Extending pathlib.Path in Python
Demonstration of the gotcha associated with subclassing
the pathlib.Path
class from Python’s standard library.
Let’s suppose we work with files and directories in Python and we would like
to extend Path
with some cool extra functionality. As a toy example,
let’s say we want to overload the <<
operator, so that instead of
e.g. path.parent.parent.parent
we can just write path << 3
.
Subclassing Path
Unaware of any pitfalls, we simply define a custom class that inherits
from Path
, and implement the corresponding special method:
from pathlib import Path
class CoolPath(Path):
def __lshift__(self, other):
if other == 0:
return self
return self.parent << other - 1
We find out very soon that subclassing Path
the usual way does not work.
>>> CoolPath('/home/michal/python/scratches/')

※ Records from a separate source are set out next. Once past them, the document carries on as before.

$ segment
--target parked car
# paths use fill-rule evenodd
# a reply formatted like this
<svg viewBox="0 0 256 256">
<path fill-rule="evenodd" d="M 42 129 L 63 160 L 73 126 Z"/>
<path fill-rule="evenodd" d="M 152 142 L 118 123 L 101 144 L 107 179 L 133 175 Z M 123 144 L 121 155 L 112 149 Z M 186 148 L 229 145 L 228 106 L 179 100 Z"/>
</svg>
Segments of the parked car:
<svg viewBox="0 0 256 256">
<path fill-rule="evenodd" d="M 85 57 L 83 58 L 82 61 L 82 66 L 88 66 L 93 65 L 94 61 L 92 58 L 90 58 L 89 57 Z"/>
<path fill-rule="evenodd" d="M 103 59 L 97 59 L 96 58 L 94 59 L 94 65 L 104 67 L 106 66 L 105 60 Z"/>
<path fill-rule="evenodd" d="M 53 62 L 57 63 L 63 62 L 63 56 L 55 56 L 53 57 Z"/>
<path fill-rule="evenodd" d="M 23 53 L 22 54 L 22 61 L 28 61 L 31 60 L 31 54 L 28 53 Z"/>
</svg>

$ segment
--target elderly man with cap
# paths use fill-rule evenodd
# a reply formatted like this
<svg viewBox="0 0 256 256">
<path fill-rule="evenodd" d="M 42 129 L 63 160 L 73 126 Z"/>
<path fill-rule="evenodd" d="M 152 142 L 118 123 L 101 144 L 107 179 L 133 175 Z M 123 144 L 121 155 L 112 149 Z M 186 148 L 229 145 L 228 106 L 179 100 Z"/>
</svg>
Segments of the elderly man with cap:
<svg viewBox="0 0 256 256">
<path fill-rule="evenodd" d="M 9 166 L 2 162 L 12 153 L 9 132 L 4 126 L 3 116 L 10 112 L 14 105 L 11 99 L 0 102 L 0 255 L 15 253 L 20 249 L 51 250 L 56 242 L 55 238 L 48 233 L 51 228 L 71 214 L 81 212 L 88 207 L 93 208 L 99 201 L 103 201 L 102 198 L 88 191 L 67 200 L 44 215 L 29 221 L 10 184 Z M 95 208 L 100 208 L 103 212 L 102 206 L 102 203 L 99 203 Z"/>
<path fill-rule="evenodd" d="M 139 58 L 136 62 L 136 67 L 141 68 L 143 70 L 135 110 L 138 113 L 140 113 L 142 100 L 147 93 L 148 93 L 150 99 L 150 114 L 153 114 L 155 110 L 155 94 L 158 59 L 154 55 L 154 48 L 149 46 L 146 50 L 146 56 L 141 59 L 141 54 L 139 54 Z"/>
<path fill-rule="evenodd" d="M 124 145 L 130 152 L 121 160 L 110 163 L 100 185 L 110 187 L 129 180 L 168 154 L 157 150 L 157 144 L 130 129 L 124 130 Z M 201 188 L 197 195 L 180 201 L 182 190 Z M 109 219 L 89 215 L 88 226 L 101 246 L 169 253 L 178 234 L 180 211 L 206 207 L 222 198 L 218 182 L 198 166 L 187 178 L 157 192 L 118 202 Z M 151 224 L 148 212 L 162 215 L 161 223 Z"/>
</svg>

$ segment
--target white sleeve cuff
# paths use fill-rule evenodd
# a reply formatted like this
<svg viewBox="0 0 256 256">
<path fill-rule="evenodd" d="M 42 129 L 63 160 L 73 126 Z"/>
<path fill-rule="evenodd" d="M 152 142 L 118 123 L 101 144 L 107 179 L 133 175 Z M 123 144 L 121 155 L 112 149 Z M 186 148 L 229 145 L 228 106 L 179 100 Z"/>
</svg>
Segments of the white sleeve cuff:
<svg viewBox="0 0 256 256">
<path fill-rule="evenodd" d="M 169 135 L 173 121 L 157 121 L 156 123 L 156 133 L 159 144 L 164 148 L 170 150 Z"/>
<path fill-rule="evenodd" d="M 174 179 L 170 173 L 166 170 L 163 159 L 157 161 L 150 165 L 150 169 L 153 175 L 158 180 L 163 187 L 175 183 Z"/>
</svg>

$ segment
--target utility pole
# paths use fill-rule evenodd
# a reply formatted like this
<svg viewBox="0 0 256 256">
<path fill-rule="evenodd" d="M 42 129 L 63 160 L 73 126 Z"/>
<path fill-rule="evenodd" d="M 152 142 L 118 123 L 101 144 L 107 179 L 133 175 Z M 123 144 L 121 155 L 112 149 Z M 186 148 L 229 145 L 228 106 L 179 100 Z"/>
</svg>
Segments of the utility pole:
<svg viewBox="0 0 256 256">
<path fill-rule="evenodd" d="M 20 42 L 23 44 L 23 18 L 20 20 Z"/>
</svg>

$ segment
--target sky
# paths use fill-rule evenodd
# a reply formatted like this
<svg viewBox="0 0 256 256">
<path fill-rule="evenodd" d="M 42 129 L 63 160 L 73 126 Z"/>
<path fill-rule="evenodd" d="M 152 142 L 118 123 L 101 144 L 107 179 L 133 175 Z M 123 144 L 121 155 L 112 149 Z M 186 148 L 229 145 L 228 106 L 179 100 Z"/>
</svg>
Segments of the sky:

AttributeError: type object 'CoolPath' has no attribute '_flavour'
To understand this error, it is necessary to take a look at what is going on in
the Path.__new__
method.
def __new__(cls, *args, **kwargs):
if cls is Path:
cls = WindowsPath if os.name == 'nt' else PosixPath
self = cls._from_parts(args, init=False)
if not self._flavour.is_supported:
raise NotImplementedError("cannot instantiate %r on your system"
% (cls.__name__,))
self._init()
return self
As we can see, this constructor method is somewhat specific: it does not actually return objects of its own class. Rather, it serves as a dispatch mechanism to choose between two types of path objects, depending on the operating system the Python code is being run on.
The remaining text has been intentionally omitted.